Question

A car is driven on the banked road of radius of curvature 20 m with maximum safe speed. In order to increase its safety speed by 20%, without changing the angle of banking, the increase in the radius of curvature will be [Assume friction is same on the road]}

• A. 28.8 m
• B. 14.4 m
• C. 8.8 m
• D. 4.8 m

Hint:

For constant banking, the radius must be increased by the square of the speed factor ($1.2^2 = 1.44$).

Answer 1

The Correct Option is C

Step 1: Understanding the Concept:
The maximum safe speed of a car on a banked road depends on the radius of curvature, acceleration due to gravity, the angle of banking, and the coefficient of friction.

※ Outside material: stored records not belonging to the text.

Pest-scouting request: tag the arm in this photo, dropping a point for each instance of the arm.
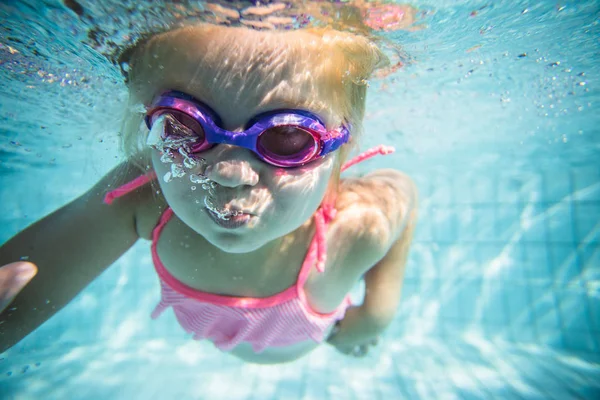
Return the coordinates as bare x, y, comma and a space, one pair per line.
70, 247
363, 324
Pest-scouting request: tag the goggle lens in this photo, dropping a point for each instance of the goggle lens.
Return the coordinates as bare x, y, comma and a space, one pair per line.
287, 144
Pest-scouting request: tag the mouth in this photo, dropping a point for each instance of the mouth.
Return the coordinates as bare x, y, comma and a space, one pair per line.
233, 222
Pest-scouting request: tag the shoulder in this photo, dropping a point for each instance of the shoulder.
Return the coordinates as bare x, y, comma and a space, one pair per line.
143, 201
373, 210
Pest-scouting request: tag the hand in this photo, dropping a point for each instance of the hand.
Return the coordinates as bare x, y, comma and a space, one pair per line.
352, 335
13, 278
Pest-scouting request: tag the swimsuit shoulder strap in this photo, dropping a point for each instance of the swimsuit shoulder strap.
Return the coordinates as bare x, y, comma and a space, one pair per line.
129, 187
317, 251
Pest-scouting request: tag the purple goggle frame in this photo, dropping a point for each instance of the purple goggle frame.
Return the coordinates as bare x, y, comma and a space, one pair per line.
324, 141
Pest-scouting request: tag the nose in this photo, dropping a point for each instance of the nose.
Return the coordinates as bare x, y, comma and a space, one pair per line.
233, 167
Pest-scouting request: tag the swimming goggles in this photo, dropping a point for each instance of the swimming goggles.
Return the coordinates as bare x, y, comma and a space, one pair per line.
284, 138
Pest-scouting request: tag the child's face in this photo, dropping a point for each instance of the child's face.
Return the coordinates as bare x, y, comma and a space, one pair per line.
276, 200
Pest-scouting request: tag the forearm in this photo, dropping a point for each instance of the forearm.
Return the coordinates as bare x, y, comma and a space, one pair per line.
383, 288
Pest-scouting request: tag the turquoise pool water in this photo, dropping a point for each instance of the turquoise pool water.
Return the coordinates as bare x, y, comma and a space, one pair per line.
495, 116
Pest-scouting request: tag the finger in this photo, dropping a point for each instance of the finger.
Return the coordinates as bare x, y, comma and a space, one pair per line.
13, 278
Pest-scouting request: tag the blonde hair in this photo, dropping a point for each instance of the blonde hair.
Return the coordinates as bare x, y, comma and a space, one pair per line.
330, 70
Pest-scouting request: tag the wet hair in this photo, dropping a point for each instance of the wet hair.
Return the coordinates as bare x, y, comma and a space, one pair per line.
330, 69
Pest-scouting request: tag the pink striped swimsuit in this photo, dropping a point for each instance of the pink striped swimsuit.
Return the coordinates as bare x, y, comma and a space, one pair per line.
283, 319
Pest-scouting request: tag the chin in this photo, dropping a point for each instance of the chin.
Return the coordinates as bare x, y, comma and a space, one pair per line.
234, 243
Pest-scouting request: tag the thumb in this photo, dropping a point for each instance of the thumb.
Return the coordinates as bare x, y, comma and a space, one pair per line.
13, 278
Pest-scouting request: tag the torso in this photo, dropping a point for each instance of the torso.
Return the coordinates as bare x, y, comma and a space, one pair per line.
195, 262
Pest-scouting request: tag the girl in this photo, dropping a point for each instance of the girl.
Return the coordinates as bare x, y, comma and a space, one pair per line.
255, 239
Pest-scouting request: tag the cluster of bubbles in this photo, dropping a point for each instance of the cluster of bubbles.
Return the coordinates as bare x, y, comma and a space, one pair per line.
180, 141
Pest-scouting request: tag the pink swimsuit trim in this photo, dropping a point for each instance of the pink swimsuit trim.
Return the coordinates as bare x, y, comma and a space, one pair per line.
282, 319
129, 187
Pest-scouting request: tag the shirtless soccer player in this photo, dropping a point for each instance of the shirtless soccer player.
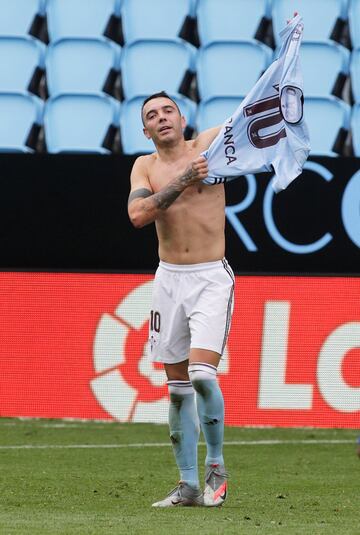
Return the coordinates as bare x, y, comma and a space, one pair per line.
193, 292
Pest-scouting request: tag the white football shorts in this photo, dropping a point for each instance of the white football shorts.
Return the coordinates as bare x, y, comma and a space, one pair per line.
192, 307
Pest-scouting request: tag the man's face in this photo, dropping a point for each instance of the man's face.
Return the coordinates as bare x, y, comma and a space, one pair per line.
162, 121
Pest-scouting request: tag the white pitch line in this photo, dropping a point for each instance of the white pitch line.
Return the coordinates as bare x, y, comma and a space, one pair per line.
166, 444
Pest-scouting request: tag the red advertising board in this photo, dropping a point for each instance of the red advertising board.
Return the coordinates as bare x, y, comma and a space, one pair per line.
75, 346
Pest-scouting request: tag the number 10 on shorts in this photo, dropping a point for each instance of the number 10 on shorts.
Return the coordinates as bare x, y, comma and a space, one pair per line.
155, 321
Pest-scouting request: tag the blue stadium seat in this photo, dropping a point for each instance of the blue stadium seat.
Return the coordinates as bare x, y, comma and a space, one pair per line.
80, 123
215, 111
355, 74
131, 128
323, 19
232, 20
230, 68
155, 19
82, 66
328, 120
355, 128
80, 18
325, 68
24, 57
17, 16
20, 114
150, 66
354, 22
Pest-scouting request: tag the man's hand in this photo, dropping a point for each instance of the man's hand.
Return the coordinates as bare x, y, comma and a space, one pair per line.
197, 171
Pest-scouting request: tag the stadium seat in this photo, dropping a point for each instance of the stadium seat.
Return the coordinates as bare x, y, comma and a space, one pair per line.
131, 128
232, 20
333, 61
155, 19
80, 123
323, 19
24, 64
355, 74
355, 129
80, 18
150, 66
82, 66
328, 120
230, 68
354, 22
215, 111
21, 118
17, 16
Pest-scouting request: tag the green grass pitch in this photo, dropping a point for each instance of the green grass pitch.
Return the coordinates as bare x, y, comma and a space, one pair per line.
89, 478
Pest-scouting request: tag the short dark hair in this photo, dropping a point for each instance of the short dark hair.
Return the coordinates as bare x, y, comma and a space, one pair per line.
160, 94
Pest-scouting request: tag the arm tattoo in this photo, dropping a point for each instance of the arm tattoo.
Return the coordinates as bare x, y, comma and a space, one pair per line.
141, 192
168, 195
165, 197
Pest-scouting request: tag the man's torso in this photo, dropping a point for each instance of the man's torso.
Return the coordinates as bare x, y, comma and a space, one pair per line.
191, 230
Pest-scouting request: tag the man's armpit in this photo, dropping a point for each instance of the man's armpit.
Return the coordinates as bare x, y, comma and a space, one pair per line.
139, 193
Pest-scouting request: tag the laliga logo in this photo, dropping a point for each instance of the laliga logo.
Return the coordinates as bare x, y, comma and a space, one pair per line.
127, 384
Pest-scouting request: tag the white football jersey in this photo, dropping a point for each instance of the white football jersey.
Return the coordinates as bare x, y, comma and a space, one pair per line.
267, 132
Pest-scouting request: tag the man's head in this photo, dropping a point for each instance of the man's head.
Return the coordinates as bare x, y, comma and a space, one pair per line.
162, 119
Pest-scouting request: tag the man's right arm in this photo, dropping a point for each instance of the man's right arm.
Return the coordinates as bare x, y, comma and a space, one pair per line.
144, 206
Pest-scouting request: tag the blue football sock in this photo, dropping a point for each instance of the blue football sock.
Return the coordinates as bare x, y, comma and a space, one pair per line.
184, 429
210, 406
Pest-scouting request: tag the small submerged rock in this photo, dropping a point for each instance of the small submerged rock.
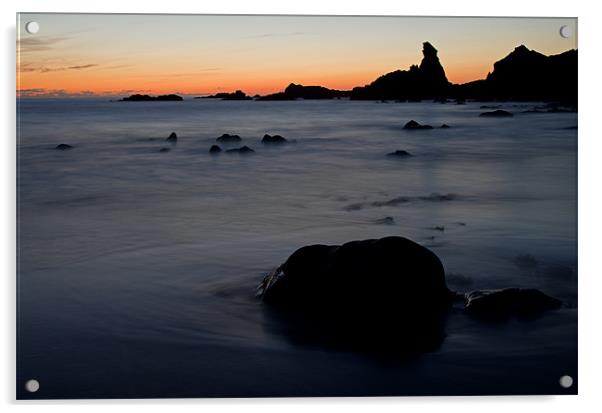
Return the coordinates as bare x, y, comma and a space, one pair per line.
496, 114
172, 138
413, 125
399, 153
227, 138
508, 302
63, 147
243, 150
273, 139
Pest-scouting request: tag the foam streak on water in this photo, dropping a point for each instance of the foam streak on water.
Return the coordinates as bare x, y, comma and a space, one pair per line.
129, 257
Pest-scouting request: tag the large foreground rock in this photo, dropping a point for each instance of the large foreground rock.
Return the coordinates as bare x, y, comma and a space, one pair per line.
376, 292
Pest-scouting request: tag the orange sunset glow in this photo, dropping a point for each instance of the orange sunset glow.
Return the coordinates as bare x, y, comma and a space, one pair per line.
121, 54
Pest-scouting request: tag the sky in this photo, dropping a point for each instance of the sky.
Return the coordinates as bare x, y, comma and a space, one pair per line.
114, 55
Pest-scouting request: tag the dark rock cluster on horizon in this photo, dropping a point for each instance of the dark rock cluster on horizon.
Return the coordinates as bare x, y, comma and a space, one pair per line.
238, 95
522, 75
293, 92
148, 98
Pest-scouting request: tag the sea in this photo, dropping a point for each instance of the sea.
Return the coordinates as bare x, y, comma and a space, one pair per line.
137, 268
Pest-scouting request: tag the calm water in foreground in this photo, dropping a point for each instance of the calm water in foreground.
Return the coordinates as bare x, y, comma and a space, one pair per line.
137, 269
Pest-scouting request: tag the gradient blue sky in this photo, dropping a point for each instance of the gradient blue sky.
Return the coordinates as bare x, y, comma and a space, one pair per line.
87, 54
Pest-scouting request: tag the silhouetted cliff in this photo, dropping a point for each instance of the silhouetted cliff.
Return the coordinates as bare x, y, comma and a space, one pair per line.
427, 81
294, 91
526, 75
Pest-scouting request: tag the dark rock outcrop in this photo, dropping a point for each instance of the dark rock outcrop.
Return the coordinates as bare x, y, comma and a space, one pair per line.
273, 139
215, 149
238, 95
499, 113
242, 150
400, 153
387, 293
527, 75
148, 98
63, 147
500, 304
172, 138
427, 81
413, 125
293, 92
227, 138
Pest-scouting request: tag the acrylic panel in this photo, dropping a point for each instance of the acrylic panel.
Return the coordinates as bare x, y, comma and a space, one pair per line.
279, 206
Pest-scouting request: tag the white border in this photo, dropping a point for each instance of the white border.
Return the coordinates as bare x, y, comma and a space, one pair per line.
589, 200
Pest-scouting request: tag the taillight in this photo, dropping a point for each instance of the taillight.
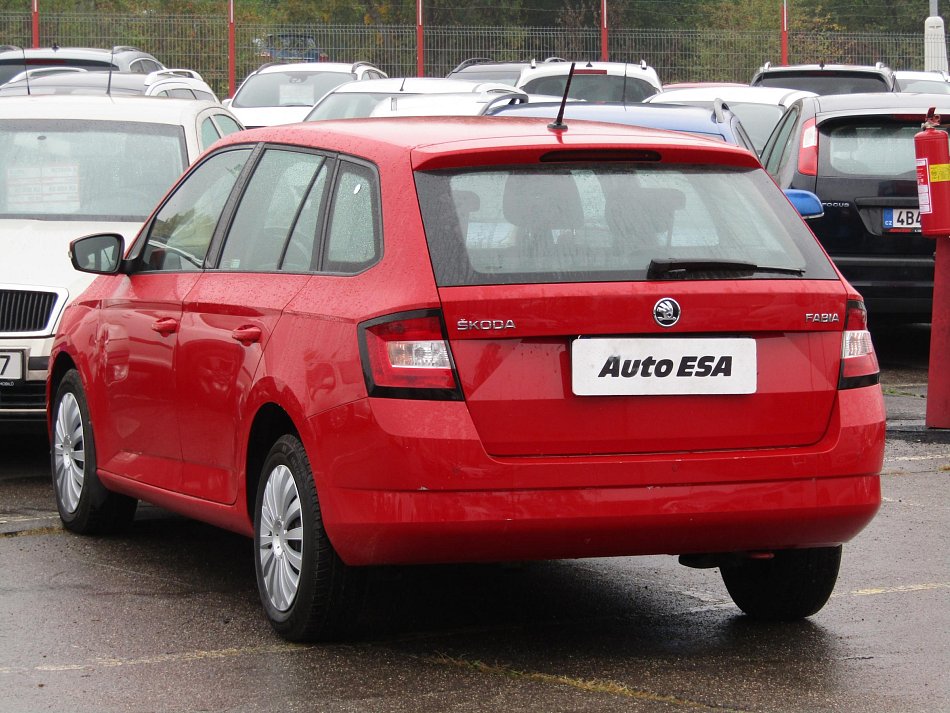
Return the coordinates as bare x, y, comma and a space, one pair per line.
858, 361
808, 151
407, 356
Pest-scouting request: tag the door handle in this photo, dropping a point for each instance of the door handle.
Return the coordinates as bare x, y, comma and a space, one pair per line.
165, 326
247, 335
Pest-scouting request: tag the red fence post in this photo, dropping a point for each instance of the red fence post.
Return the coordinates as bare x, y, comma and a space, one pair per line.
36, 23
232, 50
420, 42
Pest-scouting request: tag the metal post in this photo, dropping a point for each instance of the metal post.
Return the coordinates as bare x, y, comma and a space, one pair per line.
36, 23
938, 373
784, 32
232, 51
420, 42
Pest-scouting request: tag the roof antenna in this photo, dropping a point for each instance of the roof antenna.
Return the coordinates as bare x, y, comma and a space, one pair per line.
26, 72
559, 124
111, 65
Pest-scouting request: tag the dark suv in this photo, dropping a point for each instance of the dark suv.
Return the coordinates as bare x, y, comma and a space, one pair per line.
856, 152
827, 78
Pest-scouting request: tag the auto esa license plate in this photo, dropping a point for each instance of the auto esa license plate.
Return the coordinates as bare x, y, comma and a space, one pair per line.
897, 220
656, 367
11, 366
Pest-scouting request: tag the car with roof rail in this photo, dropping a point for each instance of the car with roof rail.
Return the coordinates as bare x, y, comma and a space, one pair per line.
593, 81
483, 69
179, 83
716, 122
758, 108
822, 78
856, 152
284, 93
358, 99
404, 341
14, 60
74, 165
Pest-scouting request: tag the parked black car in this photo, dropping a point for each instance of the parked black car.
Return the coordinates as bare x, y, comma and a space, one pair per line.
856, 152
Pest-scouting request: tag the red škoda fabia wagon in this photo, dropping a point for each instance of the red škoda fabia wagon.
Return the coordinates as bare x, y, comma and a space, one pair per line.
475, 339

Since only the radius is varied to change the speed, we look for a proportionality between speed and radius.
Step 2: Key Formula or Approach:
The maximum safe speed \(v\) is given by:
\[ v = \sqrt{rg \left( \frac{\mu + \tan\theta}{1 - \mu\tan\theta} \right)} \]
For a constant \(\mu\), \(g\), and \(\theta\), we have:
\[ v \propto \sqrt{r} \quad \text{or} \quad v^2 \propto r \]
Step 3: Detailed Explanation:
Let the initial speed be \(v_1\) and initial radius be \(r_1 = 20 \text{ m}\).
The new speed is \(v_2 = v_1 + 20% \text{ of } v_1 = 1.2v_1\).
Using the proportionality:
\[ \frac{r_2}{r_1} = \left( \frac{v_2}{v_1} \right)^2 \]
\[ \frac{r_2}{20} = \left( \frac{1.2v_1}{v_1} \right)^2 \]
\[ \frac{r_2}{20} = (1.2)^2 = 1.44 \]
\[ r_2 = 20 \times 1.44 = 28.8 \text{ m} \]
The increase in the radius of curvature \(\Delta r\) is:
\[ \Delta r = r_2 - r_1 = 28.8 - 20 = 8.8 \text{ m} \]
Step 4: Final Answer:
The increase in the radius of curvature will be 8.8 m.